Kramer Electronics  AWS Use Case

Kramer Electronics  

For more than 40 years, Kramer has remained a leader at the forefront of the Pro AV information technology industry. With solutions deployed across six continents in more than 100 countries worldwide, Kramer offers innovative range of hardware, software, and cloud-based AV IT solutions for a range of enterprise, education, as well as government and military end-users.  
 
Kramer offers infinite ways for people and their organizations to engage by bridging and connecting our Physi-Digi (physical and digital) world. The global company delivers high-value AV IT solutions by developing networked products, integrated in an open eco-system, and intelligent cloud-based software.  

 

The Challenge 

One of Kramer’s new offerings followed the acquisition of a smart home device – ‘The Brain’ – that controls many IoT devices used by individuals and organizations across corporate, household, and classroom spaces. The Brain provided high-level insights on streaming data but lacked analytical and historical insights. That is because no historical data was preserved when The Brain issued events every few seconds.

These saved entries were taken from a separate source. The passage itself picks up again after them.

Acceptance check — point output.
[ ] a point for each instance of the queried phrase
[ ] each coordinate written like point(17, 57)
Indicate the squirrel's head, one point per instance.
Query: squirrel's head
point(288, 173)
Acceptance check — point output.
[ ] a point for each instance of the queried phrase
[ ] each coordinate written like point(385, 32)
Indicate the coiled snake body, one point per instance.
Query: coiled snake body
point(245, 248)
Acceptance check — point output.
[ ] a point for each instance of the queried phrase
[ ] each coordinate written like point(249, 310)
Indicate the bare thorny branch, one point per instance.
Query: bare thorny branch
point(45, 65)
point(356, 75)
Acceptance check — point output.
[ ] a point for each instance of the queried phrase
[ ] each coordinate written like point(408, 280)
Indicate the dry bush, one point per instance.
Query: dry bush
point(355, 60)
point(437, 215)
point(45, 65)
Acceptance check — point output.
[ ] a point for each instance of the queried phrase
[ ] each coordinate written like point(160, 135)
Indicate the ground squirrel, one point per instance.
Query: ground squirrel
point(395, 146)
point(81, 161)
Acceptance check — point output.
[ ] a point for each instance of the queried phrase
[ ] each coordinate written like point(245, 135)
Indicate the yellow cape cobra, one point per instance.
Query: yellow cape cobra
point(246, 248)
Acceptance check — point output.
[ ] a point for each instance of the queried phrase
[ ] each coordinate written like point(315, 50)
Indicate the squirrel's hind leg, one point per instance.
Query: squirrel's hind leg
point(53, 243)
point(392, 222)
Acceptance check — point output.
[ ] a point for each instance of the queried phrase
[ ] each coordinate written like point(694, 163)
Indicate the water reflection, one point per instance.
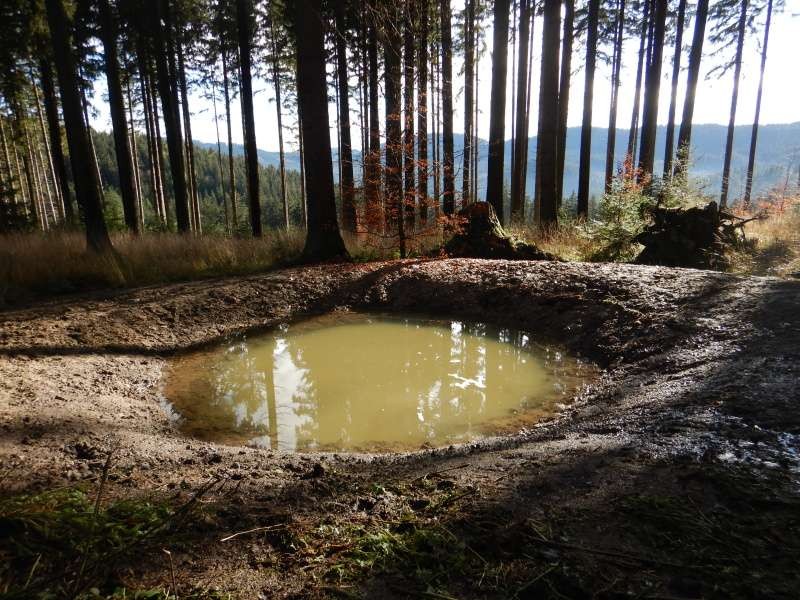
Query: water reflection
point(369, 383)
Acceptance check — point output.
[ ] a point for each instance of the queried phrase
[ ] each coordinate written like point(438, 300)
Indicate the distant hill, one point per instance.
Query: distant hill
point(778, 153)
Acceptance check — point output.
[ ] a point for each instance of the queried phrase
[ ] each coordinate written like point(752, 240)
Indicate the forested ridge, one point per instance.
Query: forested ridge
point(394, 75)
point(211, 190)
point(389, 358)
point(775, 156)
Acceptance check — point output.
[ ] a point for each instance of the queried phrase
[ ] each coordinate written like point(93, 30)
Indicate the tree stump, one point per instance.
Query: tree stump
point(693, 237)
point(482, 236)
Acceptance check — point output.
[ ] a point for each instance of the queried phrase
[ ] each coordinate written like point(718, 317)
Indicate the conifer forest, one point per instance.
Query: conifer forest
point(449, 299)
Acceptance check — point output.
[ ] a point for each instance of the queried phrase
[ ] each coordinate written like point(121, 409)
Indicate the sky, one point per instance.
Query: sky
point(780, 103)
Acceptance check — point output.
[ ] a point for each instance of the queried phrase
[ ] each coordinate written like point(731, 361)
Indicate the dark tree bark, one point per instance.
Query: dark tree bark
point(323, 240)
point(189, 143)
point(154, 145)
point(345, 147)
point(737, 70)
point(546, 148)
point(127, 183)
point(149, 138)
point(615, 81)
point(135, 155)
point(695, 57)
point(276, 82)
point(9, 177)
point(409, 166)
point(436, 78)
point(751, 160)
point(673, 99)
point(568, 39)
point(448, 167)
point(47, 158)
point(422, 112)
point(588, 98)
point(394, 150)
point(373, 162)
point(87, 180)
point(632, 133)
point(54, 130)
point(219, 162)
point(497, 118)
point(168, 91)
point(231, 172)
point(652, 87)
point(244, 22)
point(159, 150)
point(469, 98)
point(519, 165)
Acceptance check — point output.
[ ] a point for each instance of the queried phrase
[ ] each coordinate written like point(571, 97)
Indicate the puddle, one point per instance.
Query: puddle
point(357, 382)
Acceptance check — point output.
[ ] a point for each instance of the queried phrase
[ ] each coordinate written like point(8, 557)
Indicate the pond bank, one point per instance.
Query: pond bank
point(698, 399)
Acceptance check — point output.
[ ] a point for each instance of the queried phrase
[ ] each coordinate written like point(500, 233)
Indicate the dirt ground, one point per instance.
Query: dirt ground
point(676, 475)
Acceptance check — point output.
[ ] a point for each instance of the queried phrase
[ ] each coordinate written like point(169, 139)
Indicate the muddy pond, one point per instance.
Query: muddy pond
point(372, 383)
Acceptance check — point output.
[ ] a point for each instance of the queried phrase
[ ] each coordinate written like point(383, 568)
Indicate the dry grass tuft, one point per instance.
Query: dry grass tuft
point(773, 243)
point(570, 241)
point(34, 265)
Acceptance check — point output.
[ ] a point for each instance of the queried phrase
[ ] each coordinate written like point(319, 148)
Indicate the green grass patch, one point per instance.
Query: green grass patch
point(64, 544)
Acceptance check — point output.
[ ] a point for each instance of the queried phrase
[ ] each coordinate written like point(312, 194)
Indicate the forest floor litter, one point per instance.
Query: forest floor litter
point(675, 475)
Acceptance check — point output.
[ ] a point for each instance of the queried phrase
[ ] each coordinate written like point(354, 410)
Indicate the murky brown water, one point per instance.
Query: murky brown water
point(370, 383)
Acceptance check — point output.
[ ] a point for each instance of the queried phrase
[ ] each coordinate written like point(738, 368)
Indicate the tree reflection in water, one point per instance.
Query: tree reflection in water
point(359, 382)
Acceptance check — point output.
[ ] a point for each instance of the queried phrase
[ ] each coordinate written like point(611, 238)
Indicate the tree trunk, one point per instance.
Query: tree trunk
point(563, 94)
point(167, 90)
point(189, 143)
point(394, 150)
point(524, 175)
point(373, 162)
point(521, 135)
point(436, 102)
point(219, 162)
point(244, 22)
point(276, 81)
point(422, 113)
point(652, 87)
point(54, 130)
point(673, 99)
point(469, 98)
point(35, 194)
point(127, 184)
point(45, 168)
point(497, 119)
point(135, 155)
point(546, 149)
point(323, 241)
point(632, 134)
point(588, 99)
point(231, 172)
point(616, 70)
point(23, 194)
point(303, 198)
point(751, 160)
point(152, 144)
point(409, 166)
point(449, 187)
point(87, 184)
point(737, 70)
point(47, 159)
point(695, 57)
point(7, 161)
point(345, 147)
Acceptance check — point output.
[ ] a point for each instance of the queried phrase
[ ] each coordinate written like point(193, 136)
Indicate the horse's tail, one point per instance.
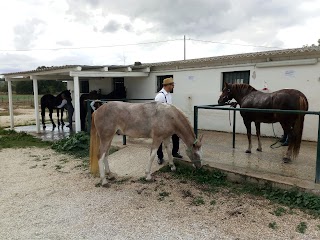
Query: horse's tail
point(94, 148)
point(298, 127)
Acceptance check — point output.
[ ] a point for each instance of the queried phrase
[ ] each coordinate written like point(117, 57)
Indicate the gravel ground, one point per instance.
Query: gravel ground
point(45, 195)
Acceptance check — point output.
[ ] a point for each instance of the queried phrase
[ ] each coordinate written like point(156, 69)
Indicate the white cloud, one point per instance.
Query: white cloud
point(33, 24)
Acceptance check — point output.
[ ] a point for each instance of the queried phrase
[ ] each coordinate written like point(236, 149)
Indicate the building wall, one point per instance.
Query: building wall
point(202, 86)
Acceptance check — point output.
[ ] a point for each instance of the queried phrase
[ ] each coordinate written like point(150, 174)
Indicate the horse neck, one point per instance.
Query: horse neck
point(184, 130)
point(239, 91)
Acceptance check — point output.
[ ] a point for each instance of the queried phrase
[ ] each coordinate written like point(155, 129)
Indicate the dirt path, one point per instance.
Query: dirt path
point(45, 195)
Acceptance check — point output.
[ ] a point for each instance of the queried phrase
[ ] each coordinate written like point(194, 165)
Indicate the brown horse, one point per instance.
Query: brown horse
point(119, 93)
point(154, 120)
point(285, 99)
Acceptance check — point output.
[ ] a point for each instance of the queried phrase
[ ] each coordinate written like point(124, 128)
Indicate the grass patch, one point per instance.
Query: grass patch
point(76, 145)
point(202, 176)
point(279, 211)
point(13, 139)
point(197, 201)
point(273, 225)
point(215, 179)
point(162, 195)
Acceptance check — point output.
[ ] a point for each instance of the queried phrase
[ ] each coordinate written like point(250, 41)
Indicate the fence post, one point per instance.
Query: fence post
point(195, 120)
point(88, 116)
point(318, 155)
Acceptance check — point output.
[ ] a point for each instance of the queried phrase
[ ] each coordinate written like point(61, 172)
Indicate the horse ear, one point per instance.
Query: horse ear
point(201, 137)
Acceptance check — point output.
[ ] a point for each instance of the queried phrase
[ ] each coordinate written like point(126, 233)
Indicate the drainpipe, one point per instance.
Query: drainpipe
point(77, 103)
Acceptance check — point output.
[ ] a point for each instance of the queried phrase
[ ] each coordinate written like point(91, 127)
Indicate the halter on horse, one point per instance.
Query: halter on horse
point(49, 101)
point(119, 93)
point(154, 120)
point(285, 99)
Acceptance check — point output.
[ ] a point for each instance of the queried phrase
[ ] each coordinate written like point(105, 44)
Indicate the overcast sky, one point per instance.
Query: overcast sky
point(103, 32)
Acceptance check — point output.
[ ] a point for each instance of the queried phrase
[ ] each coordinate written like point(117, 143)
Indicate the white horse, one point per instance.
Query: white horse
point(158, 121)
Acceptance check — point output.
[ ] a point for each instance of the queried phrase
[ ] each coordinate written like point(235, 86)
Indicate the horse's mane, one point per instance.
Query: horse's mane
point(243, 88)
point(184, 118)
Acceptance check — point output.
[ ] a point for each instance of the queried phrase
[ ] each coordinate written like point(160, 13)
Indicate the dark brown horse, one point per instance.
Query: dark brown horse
point(285, 99)
point(49, 101)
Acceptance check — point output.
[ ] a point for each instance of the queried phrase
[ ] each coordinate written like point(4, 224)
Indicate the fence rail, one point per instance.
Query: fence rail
point(108, 100)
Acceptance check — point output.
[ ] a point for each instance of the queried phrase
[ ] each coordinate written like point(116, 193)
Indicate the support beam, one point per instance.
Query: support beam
point(76, 83)
point(36, 103)
point(107, 74)
point(10, 103)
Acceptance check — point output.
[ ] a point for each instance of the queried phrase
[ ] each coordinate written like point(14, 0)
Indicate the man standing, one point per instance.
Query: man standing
point(164, 96)
point(67, 104)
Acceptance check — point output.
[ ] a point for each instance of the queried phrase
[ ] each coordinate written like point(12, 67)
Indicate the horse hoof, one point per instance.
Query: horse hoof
point(173, 168)
point(286, 160)
point(105, 183)
point(111, 178)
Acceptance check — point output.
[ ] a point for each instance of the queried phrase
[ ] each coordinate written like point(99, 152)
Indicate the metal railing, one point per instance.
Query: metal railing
point(220, 107)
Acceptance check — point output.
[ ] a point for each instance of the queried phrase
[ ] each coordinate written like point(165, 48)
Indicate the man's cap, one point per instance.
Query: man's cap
point(167, 81)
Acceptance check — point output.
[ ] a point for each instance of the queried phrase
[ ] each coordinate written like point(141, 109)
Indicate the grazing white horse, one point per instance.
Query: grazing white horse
point(154, 120)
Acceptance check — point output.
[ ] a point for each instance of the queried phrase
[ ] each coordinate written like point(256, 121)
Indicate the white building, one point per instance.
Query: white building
point(199, 82)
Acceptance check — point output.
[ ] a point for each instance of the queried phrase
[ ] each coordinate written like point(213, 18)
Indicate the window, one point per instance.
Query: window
point(84, 86)
point(160, 80)
point(118, 83)
point(236, 77)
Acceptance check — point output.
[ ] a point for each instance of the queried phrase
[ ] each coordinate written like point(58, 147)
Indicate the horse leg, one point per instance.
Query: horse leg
point(258, 135)
point(154, 149)
point(62, 122)
point(166, 144)
point(50, 115)
point(103, 162)
point(248, 126)
point(43, 113)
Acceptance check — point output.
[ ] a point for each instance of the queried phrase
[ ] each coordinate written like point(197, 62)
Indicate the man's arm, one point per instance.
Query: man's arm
point(160, 97)
point(64, 102)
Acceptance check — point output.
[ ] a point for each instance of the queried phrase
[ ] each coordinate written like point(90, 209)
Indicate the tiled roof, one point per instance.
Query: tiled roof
point(285, 52)
point(309, 51)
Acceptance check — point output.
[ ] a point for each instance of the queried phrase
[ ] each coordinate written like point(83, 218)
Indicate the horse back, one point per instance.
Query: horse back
point(284, 99)
point(134, 119)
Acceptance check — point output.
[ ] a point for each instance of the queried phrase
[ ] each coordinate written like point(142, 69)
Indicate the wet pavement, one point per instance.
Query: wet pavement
point(218, 153)
point(47, 134)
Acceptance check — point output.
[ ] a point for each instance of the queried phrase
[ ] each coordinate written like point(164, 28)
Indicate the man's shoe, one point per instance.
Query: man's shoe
point(160, 161)
point(177, 155)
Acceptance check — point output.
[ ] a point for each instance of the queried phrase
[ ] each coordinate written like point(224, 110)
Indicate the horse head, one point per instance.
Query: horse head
point(226, 94)
point(67, 94)
point(194, 153)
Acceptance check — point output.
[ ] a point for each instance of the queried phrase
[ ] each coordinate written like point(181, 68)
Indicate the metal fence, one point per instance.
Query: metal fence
point(222, 108)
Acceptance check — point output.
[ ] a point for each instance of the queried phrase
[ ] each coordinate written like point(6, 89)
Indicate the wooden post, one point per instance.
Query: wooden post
point(94, 150)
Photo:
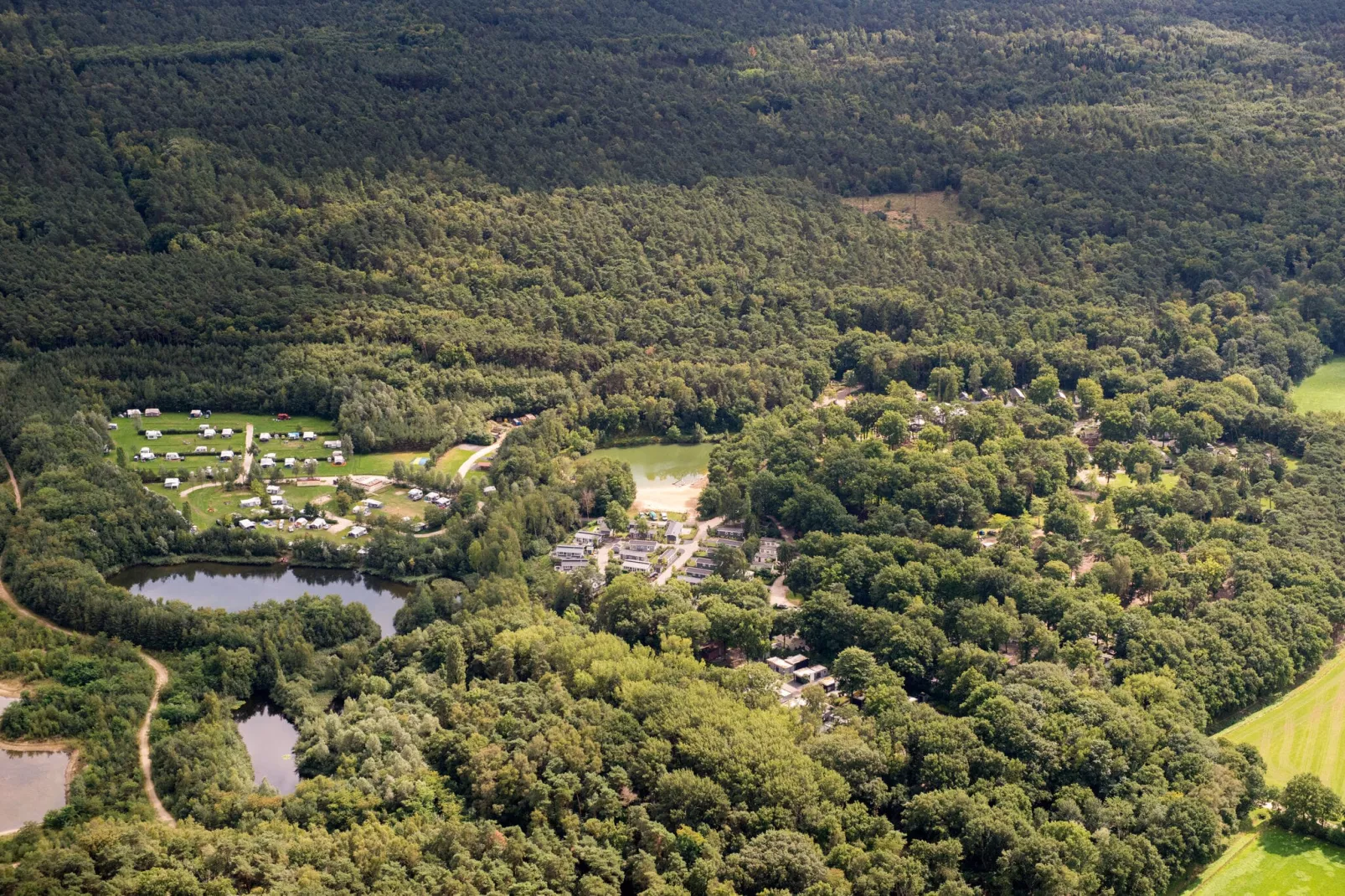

Data streamed to the cloud, was ingested using clusters of RabbitMQ brokers, which were then consumed by a dashboard application.  
 
One new requirement from Kramer’s team and customers was to gather historical data for more analytics-driven insights to help make better decisions (e.g., when are classrooms used the most? What is the most-requested time of day for videoconferences?).  The first step towards an analytics-focused solution was to create a data lake with ad-hoc query capabilities in order to keep and explore the raw data.  

 

The Solution 

Fundamentally, CloudZone’s team is heavily invested in open source solutions. Aside from cloud vendor services and third-party solutions, we also work with many open-source tools, especially in the area of data processing and analytics. This enabled us to quickly choose the right tool to pull data from RabbitMQ and flush it to S3 – a scalable Logstash deployment. Logstash landed raw data on an S3 bucket during the first of compressed jsons. From there, AWS Glue enhanced the data for better query performance (e.g., conversion to parquet and compaction. Additionally, Athena provided ad-hoc query capabilities which were best suited for the first phase of exploration and adhered to the business requirement of preserving the data. 
 

The Results 

The end result is great. The entire solution for Kramer (excluding logstash) is serverless and very cost-effective. It lets the customer easily control the trade-off between data freshness and cost. Also, the rollout from a few customers to all of them is safely and easily achieved using the flexible routing capabilities of RabbitMQ such as exchange-to-exchange bindings. Moreover, we used Glue dynamic frames capabilities to solve some data format conflicts within the payloads.